Real Estate is a part of the corporate Financial Services (FS) industry that is still heavily based on relationships. The need to appear all-seeing and all-knowing is imperative, and account handlers must understand a client's business, potential future requirements and the wider market that client operates in.
Not only that, but they must also be able to use that knowledge and insight to recommend the best deals and opportunities for each client. There is a real focus on the customer experience. A real estate firm's clients want to feel like they are valued and that they are being told about the best deals ahead of their competition.
In a world in which there is more data and information available than at any other point in time, how can real estate corporate financiers gain the required client and market insight to stay ahead of the competition?
It's no exaggeration to state that there is more data in real estate than most in the industry can even contemplate, let alone use in any meaningful sense. The volume of data is growing on a daily basis and many organizations are failing to use even a fraction of the data available to them.
According to the recent 2017 Big Data Analytics Market Study from Dresner Advisory Services, big data adoption reached 53% in 2017 for the companies interviewed. This was up from 17% in 2015, with telecom and financial services leading the early adopters. This is a positive step, but it still means that most insight is being missed in corporate FS generally, and real estate specifically, making it harder for organisations to truly know their clients.
The reason for this missing insight is because most data analysed currently is structured, whereas the data with most insight is unstructured, such as: news; earnings call transcripts; social media; multiple CRM systems; financial filings; call notes and email exchanges.
Although this is where the true insight lays in real estate, a majority of CRM systems work only with structured data. CRM giant Salesforce itself has estimated that only 1% of a company's data is used by its CRM system, meaning that vast amounts of customer insight in real estate is left untapped.
In retail banking, technology is used for automation of tasks and interactions, where the goal isn't to make staff more valuable, it is to replace them. That approach doesn't really work in the relationship-driven environment of real estate, where the focus for technology is to help staff be more efficient and manage lucrative client relationships much more effectively.
Yet corporate FS firms are not known for their ability to embrace innovative new technologies. There is an inherent conservatism in banking that means change can be hard to facilitate and often organisations are tied into their existing infrastructures, making new investment in technology even harder. This has all led to many corporate FS staff trying to do a challenging job without the insight and knowledge to do that job to the best of their ability.

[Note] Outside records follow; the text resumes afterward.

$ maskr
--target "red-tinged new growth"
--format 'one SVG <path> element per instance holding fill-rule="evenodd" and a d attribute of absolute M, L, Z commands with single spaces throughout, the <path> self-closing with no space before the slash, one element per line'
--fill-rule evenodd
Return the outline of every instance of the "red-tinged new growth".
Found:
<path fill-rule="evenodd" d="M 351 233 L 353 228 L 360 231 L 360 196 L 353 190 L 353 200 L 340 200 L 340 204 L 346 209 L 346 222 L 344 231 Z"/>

Despite a lot of hype and press attention, artificial intelligence (AI) and machine learning are yet to truly reach their potential. But it has qualities that make it the right kind of technology for real estate, and one that can deliver ROI by imparting the required insight to those that work in the industry.
AI has the raw computing power to manage large volumes of data, and crucially, the right AI solution will allow corporate FS firms to manage unstructured data too. Doing so provides a true understanding of exactly what is happening in a market, and allows an account handler to be the all-knowing advisor that their clients expect.
This understanding deepens customer insight and in turn, customer relationships. This market understanding allows the corporate financier to unearth new leads and deals as they happen, opportunities that they otherwise would not have known existed. Crucially, they can also now approach clients in a much timelier way. Within real estate there is tremendous first mover advantage, and using AI and machine learning to generate 360-degree views and understanding of a client and its market, means corporate financiers can approach clients before the competition can.
Real estate is an industry that is both fast-paced and highly competitive. There are a host of other corporate financiers ready to pounce on any hesitation around a deal, and the importance of being first to approach a client cannot be underestimated in a billion-dollar industry such as real estate.
Customer experience is everything and to deliver that customer experience, real estate corporate financiers need an over-arching knowledge of their clients and the wider industry. Only AI and machine learning can empower them with the insight they require to succeed and grow their long-term market position.